Another problem with spending all our time on negotiating is that the parties may end up no more satisfied by resolving their dispute through a process of negotiation than they would by presenting it to a court or arbitrator. If parties go to court, they expect the judge is going to tell them who is right and who is wrong, who has to pay and how much. And they have to live with that result. If they choose to resolve their dispute by mediation, they should get something more than the feeling that the dispute has been resolved through some complicated and tricky bargaining game, in which the skills of their respective negotiating teams determined the result. If the parties understand the process simply as a negotiation game, the resulting number may appear more arbitrary and unfair than whatever a judge might come up with. If the parties view a negotiation as an adversarial process that each side is trying to "win," then both are likely to be dissatisfied with the result. Neither will feel that they have "won," and the negotiated resolution will not even begin to resolve the underlying problem.

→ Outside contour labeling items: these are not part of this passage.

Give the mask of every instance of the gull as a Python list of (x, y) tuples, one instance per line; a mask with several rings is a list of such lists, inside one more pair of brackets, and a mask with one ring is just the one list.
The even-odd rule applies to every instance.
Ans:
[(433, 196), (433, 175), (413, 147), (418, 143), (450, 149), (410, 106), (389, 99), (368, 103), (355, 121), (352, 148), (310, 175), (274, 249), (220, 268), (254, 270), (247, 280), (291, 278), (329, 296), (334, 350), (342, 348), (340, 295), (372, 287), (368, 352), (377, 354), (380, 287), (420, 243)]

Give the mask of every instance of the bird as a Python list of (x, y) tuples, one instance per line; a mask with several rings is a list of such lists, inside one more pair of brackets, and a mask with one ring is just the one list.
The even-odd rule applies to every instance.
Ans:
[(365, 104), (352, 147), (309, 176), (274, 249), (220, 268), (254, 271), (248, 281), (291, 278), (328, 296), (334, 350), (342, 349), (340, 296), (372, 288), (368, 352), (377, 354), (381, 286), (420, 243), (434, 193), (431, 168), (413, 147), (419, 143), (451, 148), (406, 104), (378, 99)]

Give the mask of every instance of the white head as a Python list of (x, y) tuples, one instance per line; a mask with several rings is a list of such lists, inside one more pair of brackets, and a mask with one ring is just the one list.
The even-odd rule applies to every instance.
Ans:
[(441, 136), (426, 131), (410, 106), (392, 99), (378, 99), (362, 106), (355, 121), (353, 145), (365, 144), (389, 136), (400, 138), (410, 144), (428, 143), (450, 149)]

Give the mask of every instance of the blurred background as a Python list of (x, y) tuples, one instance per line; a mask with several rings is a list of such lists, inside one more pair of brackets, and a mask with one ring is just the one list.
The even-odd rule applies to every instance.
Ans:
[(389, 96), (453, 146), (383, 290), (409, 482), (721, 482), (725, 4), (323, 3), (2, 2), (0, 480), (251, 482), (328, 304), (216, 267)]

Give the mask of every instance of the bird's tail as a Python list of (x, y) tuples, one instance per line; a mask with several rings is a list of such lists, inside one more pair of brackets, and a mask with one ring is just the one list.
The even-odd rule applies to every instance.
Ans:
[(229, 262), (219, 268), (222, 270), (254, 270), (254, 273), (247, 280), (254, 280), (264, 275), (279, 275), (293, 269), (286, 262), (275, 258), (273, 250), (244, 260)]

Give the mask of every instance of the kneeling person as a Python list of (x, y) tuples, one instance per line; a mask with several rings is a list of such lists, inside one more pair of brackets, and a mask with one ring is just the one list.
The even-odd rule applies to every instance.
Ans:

If instead we try to deal with some of the underlying people problems, the parties are going to be a lot less invested in achieving the maximum that each side came in asking for, and the result is going to seem more fair to both sides. The dispute should recede somewhat in significance, and become easier to resolve. Ideally, in that kind of negotiation, each side is going to want to give the other side more than they are asking for, and feel less entitled to their own demands. Think of the kind of negotiations that parties in good marriages or other kinds of friendly partnerships have: In those negotiations, each tries to persuade the other to take a larger share.  One says, "Here, you take a larger slice of the (literal or figurative) pie. You deserve it" "No," the other responds,  "I insist that you have the bigger piece." Those are the kinds of negotiations we strive for, and we don't expect to see them very often in an adversarial mediation. But if we concentrate more on removing some of the obstacles to a good relationship, and lessening the suspicion and distrust the parties have for each other when they walk into a mediation, we might find that the dispute can be resolved seemingly without having to "negotiate" at all.